THE LIVING AND DEATH ASSEMBLAGES OF BOSTON HARBOR, MASSACHUSETTS, USA

Boston Harbor is a natural urban harbor on the northeastern coast of the United States. The harbor’s watershed is home to more than one million people and has a long history of pollution. However, restoration efforts have greatly improved the harbor’s water quality over the past 50 years. In the early 1990s the Massachusetts Water Resources Authority (MWRA) began building a new wastewater treatment plant for Greater Boston on Deer Island. In 1991, the MWRA began an annual benthic monitoring program within the harbor. Sediment samples are collected using a 0.04 square-meter van Veen grab sampler, fixed with buffered formalin, and washed through a 0.5 mm sieve. Living tissues are died with Rose Bengal and all macrofaunal individuals are picked and identified. For the sample years 2021 and 2022 the MWRA, provided the sediment samples, which contain shelly molluscan material. These samples containing the death assemblage were washed through 1 mm and 2 mm sieves. The 1-2 mm size fraction is not included in the present analysis. All bivalve sells retaining at least half the hinge were identified and enumerated. The 2021 and 2022 data were pooled by sampling station for both the living and death assemblages in order to increase sample sizes.

Initial analyses of the living and death assemblages show strong disagreement. Spearman’s rank-order correlation coefficients for all seven sampling stations are zero or negative while Chao’s similarity metric is less than 0.5 for six out of the seven stations.
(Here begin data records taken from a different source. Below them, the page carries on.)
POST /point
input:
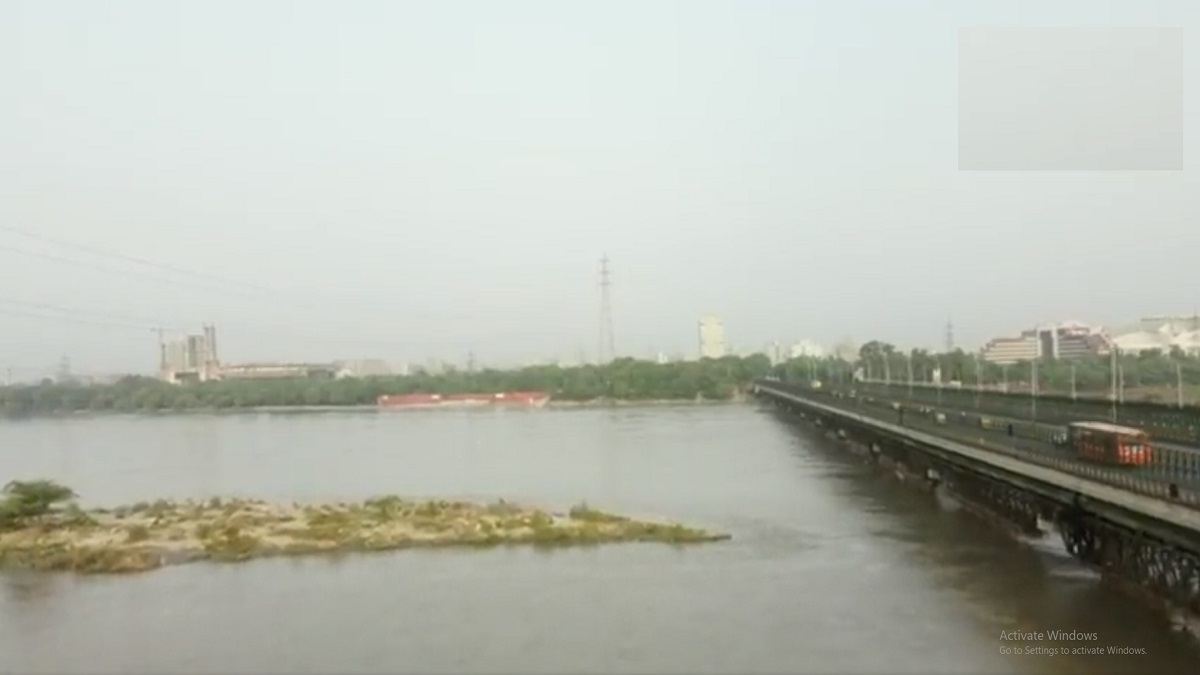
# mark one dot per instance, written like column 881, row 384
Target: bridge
column 1140, row 525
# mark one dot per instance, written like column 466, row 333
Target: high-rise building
column 712, row 338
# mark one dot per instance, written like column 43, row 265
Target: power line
column 239, row 292
column 102, row 268
column 145, row 321
column 18, row 314
column 135, row 260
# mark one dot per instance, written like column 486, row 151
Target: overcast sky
column 421, row 179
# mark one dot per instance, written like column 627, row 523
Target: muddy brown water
column 833, row 567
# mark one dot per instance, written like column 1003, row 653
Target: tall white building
column 712, row 338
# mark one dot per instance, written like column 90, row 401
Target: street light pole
column 978, row 381
column 1179, row 384
column 1113, row 375
column 1033, row 390
column 909, row 362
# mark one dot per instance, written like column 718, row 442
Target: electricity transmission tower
column 606, row 348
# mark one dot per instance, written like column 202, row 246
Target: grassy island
column 41, row 527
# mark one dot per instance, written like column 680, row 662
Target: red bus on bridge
column 1109, row 443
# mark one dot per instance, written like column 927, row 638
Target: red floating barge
column 507, row 399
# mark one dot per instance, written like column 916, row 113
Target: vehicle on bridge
column 1109, row 443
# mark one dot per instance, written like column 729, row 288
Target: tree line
column 621, row 380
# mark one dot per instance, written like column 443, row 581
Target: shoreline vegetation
column 43, row 529
column 624, row 382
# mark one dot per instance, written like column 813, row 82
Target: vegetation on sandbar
column 42, row 527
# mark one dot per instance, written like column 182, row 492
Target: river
column 832, row 568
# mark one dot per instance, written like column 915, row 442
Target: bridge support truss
column 1163, row 562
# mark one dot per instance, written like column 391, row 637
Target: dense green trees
column 1145, row 376
column 623, row 378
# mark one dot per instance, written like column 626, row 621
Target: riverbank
column 149, row 536
column 373, row 408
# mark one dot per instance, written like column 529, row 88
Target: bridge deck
column 1175, row 514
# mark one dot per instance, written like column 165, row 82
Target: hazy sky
column 419, row 179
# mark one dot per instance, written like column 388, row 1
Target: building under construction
column 192, row 358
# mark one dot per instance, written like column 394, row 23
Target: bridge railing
column 1163, row 422
column 1174, row 473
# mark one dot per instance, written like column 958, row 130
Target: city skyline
column 418, row 189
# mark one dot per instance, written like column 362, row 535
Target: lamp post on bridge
column 1179, row 384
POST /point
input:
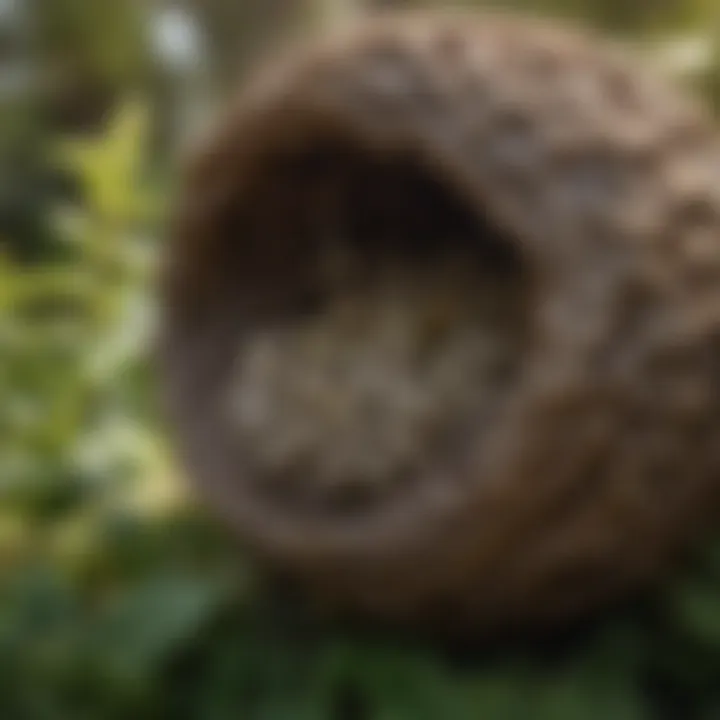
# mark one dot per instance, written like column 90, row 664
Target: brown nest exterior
column 443, row 320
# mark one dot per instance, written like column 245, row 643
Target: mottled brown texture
column 582, row 177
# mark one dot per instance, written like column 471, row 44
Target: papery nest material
column 442, row 320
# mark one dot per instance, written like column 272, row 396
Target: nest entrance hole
column 383, row 323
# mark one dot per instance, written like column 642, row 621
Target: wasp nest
column 443, row 320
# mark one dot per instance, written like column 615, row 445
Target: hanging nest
column 442, row 330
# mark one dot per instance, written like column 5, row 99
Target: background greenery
column 118, row 598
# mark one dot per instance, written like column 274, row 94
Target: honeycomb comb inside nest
column 443, row 314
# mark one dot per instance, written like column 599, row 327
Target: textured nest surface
column 443, row 320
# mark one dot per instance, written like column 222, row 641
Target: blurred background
column 118, row 597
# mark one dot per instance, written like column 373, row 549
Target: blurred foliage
column 120, row 600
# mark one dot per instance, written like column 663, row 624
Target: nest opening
column 381, row 320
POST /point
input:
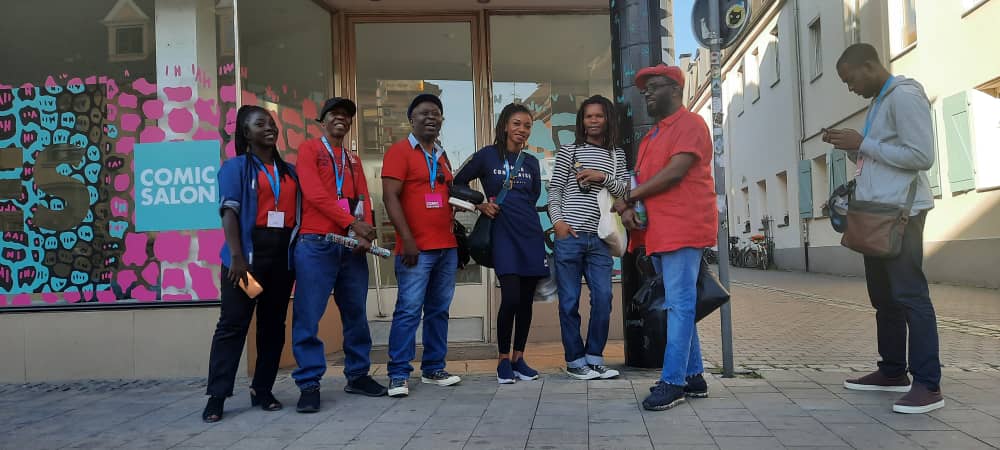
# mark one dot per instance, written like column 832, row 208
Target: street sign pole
column 715, row 57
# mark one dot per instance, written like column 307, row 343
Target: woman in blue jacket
column 518, row 240
column 261, row 205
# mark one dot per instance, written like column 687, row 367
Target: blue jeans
column 325, row 267
column 898, row 290
column 682, row 355
column 586, row 255
column 427, row 287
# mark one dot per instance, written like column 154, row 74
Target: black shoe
column 696, row 386
column 213, row 410
column 308, row 401
column 266, row 401
column 663, row 397
column 365, row 385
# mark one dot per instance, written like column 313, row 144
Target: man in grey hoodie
column 896, row 147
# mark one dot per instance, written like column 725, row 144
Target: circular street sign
column 733, row 21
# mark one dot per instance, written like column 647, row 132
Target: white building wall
column 770, row 135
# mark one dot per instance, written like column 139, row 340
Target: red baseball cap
column 672, row 72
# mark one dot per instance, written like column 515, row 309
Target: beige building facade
column 781, row 88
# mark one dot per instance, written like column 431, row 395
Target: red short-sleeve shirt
column 684, row 215
column 431, row 227
column 265, row 198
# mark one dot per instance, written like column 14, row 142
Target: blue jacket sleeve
column 230, row 182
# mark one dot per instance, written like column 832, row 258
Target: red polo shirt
column 320, row 211
column 684, row 215
column 265, row 197
column 431, row 227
Pooling all 31 sampling years for the living data improves the rank-order correlation some, but does not change Chao’s similarity. Exploration of the life habits of the most abundant species in both assemblages show that the living assemblage has more deep-infaunal burrowers and surface deposit feeders while the death assemblage has more shallow-infaunal burrowers and suspension feeders. These results suggest that the molluscan fauna of Boston Harbor has undergone a major taxonomic and ecological shift. The precise causes of the changes are not yet known, but hypotheses include eutrophication from sewer effluent; increased sedimentation from deforestation and urban development; and industrial pollution. Unpublished results from silt deposition studies in the harbor and the loss of suspension feeders suggest increased siltation may be important.